Steve Reed, qui est le ministre de l’Environnement du gouvernement fantôme (une institution politique sans pouvoirs légaux, créée par l’opposition pour suivre et critiquer le travail de différents ministères du gouvernement en place) du parti travailliste, a proposé entre autres des choses pour mettre en prison les dirigeants des entreprises qui s’occupent de l’assainissement en cas d’infractions. Mais le parti qui s’est montré jusqu’à présent le plus actif sur la question est celui des Libéraux-Démocrates, qui a fait de la pollution des rivières anglaises l’un des thèmes principaux de sa campagne électorale. Son leader, Ed Davey, s’est également fait photographier pendant la campagne alors qu’il pagayait sur le lac Windermere, une destination touristique historique mais qui connaît également d’importants problèmes de pollution.

Le leader libéral-démocrate Ed Davey (à droite) tenant un échantillon d’eau de la rivière Wey pendant la campagne électorale (à partir de son profil Instagram).

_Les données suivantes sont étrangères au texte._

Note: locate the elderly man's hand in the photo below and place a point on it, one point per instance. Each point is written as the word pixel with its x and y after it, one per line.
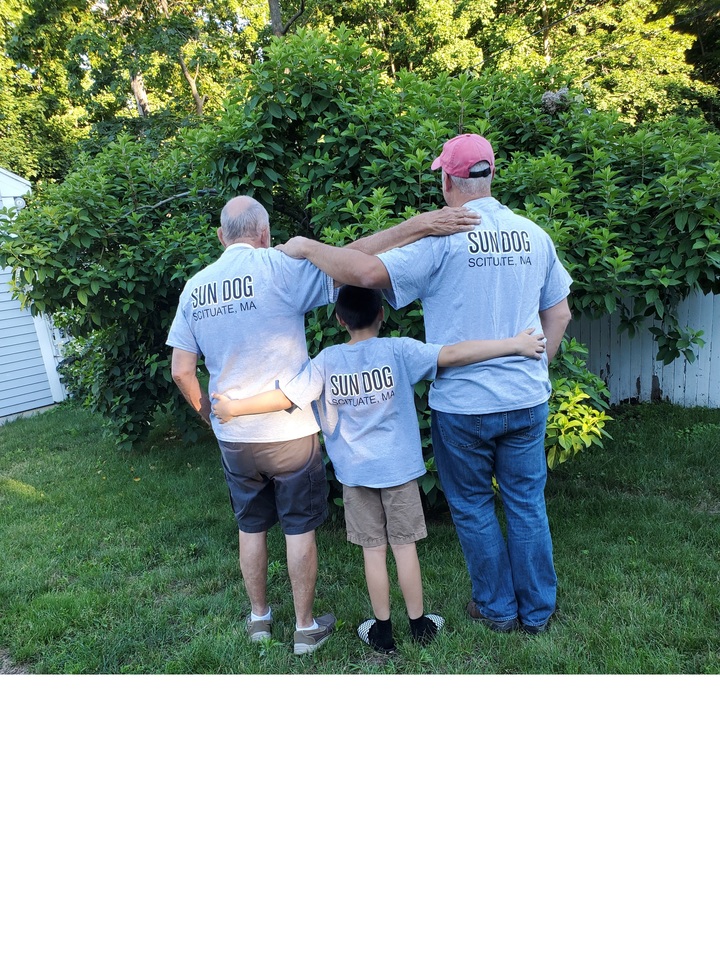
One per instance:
pixel 447 220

Les Libéraux-Démocrates sont actuellement un parti plutôt petit dans la politique britannique : selon les sondages, ils ont un taux de popularité d’environ 10 à 11 %, soit un peu moins qu’en 2019, lorsqu’ils avaient réussi à faire élire 11 députés. Mais selon les observateurs, grâce au système électoral majoritaire britannique et à la crise du Parti conservateur, le parti pourrait parvenir à faire élire davantage de parlementaires en se concentrant dans les circonscriptions où les candidats conservateurs sont en difficulté. L’un des domaines où cette tactique pourrait apporter de bons résultats est le “Blue Wall” (littéralement le mur bleu, d’après la couleur historique utilisée par le Parti conservateur), une série de circonscriptions du sud de l’Angleterre où historiquement les conservateurs ont toujours obtenu de bons résultats, mais où ils sont désormais en crise et où les libéraux-démocrates ont obtenu de bons résultats lors des dernières élections locales de mai.

Dans de nombreuses régions de cette région, notamment dans le sud-est de l’Angleterre, la pollution des rivières et le mauvais état du système d’égouts constituent un problème majeur. Les libéraux en parlent donc beaucoup pendant la campagne électorale : le parti a distribué des millions de tracts dans la région, tentant d’attirer l’attention sur le problème et accusant les conservateurs de ne pas en avoir fait assez pour le résoudre. Les libéraux proposent de transformer les entreprises privées qui gèrent les égouts en sociétés de service public, d’interdire le versement de primes aux dirigeants jusqu’à ce que les pertes cessent, d’abolir l’Ofwat, le régulateur chargé de surveiller la gestion des réseaux d’eau en Angleterre et au Pays de Galles, et de créer un nouveau celui qui dispose de plus grands pouvoirs pour sanctionner les irrégularités.

Selon Robert Ford, professeur de sciences politiques à l’université de Manchester, la pollution ne sera pas un enjeu décisif lors des prochaines élections, mais elle constituera un enjeu de campagne important qui peut augmenter considérablement les chances des libéraux-démocrates : « C’est un image incroyablement puissante de la manière dont les partis au pouvoir ont échoué et de la façon dont ceux qui sont au volant écrasent la voiture », a-t-il déclaré au Temps Financier.